End of the Blog?

When I started this blog its original intention was to be a baby blog, to capture those early days of Finn's life when a lack of sleep might make things hard to recall. I saw many mom blogs talk about the concept, and I like being nostalgic so I was in. 

Before Finn was even born it became something else, I realized that I was on the precipice of a new era of my life and that one day I might want to recall the previous era along with the Finn era. So many of the early blog posts were about our lives on Laurel Lane or even back in Odessa they very last few years we lived there. Then it became a baby blog, and then a toddler blog, and then today he is a full blown boy. 

I am very happy I made this blog. It allowed me to put in writing mindsets and thought processes long since lost, along with the victories and struggles of early parenthood. In my head the last six years feel like a blur and I am very grateful I took the time to record them. 

Also in that time I found the therapy to be had in journaling and recording my thoughts. I have always enjoyed having a "current narrative" to talk about with others and its been great to put those down "on paper." Also this blog helped me deal with the loss of Luna. When I came on here to post a post about her final months discovered that a year had gone by since I posted a post of how much I didn't want to lose her I realized how fortunate I was to get that extra time especially during COVID when I was home and could spend time with her. Losing her was tough but I feel like I handled it better than Xena, partially because it wasn't as suddent and partially because of this blog. 

On top of that I have enjoyed posts about individual days of victory with Finn, as it has helped me mourn the loss of previous versions of him. It was almost tramatic those first years getting used to a version of him that seemed completely different from the next, only to know the previous version was gone forever. This is finally becoming less the case as he grows up and 4 year old Finn feels a lot like 5 year old Finn, but I know one day I would do anything for just a little more time with 5 year old Finn and the closest thing I will have is this blog. I am sure one day reading it and looking back at the Google Photos of that time will be my favorite activity. 

But this blog has also had limits, mostly imposed by myself. First of all I tried to keep it Finn focused, which wasn't always the case but the intent. Also I tried to keep the blog very "clean" as its public. Most of the posts are positive, and I have revealed very little of what I have gone through during these years outside of Finn. My NFT journey, the recent path to my divorce, and more never got documented. I always kept the standard of "what if my mom found and read it" which is going to hold back how I frame things. 

As I move into yet another phase of my life and Finn is about to turn six I find myself questioning if this is where I want to continue to express myself. One holdup is I have typed it all which was a huge time commitment. Time well spent for sure, but in the age of AI there has to be a way to just have it be dictated for me. Another issue is that I want to document more than what is positive and what I will freely share with everyone which means a private journal is maybe more appropriate. The final part (and main part) is Finn is about to go to school and when he does its like a whole chapter in his life and my life as a parent ends for good. Unless I have another child, which is unlikely at my age and income, I will never walk those paths again and it feels right to hang it up rather than just fade away. 

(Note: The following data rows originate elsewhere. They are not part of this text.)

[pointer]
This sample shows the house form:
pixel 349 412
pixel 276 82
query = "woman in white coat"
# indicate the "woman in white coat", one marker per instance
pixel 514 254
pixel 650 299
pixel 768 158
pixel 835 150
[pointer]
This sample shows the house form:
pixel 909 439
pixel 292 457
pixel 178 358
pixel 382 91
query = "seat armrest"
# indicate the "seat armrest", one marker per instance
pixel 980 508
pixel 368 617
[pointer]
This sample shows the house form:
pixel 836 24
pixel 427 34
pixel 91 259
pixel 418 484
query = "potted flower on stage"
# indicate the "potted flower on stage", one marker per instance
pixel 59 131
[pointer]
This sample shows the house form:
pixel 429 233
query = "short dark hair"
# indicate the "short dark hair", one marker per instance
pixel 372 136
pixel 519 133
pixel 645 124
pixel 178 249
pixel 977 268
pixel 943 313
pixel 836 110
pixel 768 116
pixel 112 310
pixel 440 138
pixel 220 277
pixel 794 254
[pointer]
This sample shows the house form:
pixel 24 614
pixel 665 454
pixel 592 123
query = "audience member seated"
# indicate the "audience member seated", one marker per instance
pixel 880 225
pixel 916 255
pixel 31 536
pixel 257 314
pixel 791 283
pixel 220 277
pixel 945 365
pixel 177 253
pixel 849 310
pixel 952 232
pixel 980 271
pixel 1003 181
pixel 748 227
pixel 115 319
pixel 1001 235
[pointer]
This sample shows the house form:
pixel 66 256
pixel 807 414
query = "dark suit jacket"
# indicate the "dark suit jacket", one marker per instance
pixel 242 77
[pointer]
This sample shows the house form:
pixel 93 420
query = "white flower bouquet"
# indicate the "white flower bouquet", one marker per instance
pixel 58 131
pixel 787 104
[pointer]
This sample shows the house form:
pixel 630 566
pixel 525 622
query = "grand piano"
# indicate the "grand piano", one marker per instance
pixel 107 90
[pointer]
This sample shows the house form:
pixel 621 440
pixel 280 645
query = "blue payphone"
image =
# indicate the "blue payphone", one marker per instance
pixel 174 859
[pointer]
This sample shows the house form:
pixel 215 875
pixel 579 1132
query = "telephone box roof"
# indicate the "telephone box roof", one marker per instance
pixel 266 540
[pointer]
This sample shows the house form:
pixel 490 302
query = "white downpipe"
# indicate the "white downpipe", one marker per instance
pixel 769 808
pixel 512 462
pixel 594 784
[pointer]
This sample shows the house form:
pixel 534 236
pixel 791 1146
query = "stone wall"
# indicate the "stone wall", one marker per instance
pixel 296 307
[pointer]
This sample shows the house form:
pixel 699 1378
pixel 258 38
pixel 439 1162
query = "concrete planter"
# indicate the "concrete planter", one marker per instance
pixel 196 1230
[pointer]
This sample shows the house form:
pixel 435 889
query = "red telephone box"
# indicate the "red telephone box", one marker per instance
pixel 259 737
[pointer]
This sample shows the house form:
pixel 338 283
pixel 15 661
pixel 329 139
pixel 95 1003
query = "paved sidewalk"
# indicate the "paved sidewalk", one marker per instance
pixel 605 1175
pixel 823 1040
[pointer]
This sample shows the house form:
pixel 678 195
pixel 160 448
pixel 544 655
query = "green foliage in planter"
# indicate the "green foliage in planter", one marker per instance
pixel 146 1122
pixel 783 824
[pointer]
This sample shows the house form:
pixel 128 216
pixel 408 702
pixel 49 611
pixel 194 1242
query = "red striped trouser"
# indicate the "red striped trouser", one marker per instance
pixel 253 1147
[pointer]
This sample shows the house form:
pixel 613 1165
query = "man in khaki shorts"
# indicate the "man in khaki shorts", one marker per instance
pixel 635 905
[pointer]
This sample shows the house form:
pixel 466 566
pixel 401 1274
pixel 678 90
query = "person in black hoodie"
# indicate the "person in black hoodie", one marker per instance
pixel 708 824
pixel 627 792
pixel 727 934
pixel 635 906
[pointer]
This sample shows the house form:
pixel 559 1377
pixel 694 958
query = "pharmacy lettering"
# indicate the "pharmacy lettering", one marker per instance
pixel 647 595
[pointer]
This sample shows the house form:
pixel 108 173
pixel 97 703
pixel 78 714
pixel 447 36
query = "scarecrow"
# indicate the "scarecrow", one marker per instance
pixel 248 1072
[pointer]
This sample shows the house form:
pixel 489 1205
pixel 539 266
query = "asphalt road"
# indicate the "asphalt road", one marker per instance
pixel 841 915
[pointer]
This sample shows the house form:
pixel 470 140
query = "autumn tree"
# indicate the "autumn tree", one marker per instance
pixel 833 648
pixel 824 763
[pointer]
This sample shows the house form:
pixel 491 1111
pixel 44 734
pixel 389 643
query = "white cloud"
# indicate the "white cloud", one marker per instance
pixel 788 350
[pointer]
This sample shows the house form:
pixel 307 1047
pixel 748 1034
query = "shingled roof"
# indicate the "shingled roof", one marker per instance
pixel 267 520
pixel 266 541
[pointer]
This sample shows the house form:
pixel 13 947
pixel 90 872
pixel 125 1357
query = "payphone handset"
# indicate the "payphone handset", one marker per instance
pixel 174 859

With all of that said I haven't decided to end the blog yet, its just a thought. Instead this post is about being grateful: grateful I took the time to write all these words, grateful I took the advice to start a baby blog, grateful I will have a time capsule of some of the best years of my life. 

No matter if this is the end of this blog, it is the end of a chapter of my life that has defined my adulthood and that is going to take some time to chew on either here or somewhere else. If someone is actually reading this thank you very much for taking the time and for being part of my life. Hopefully we all have a bright future ahead.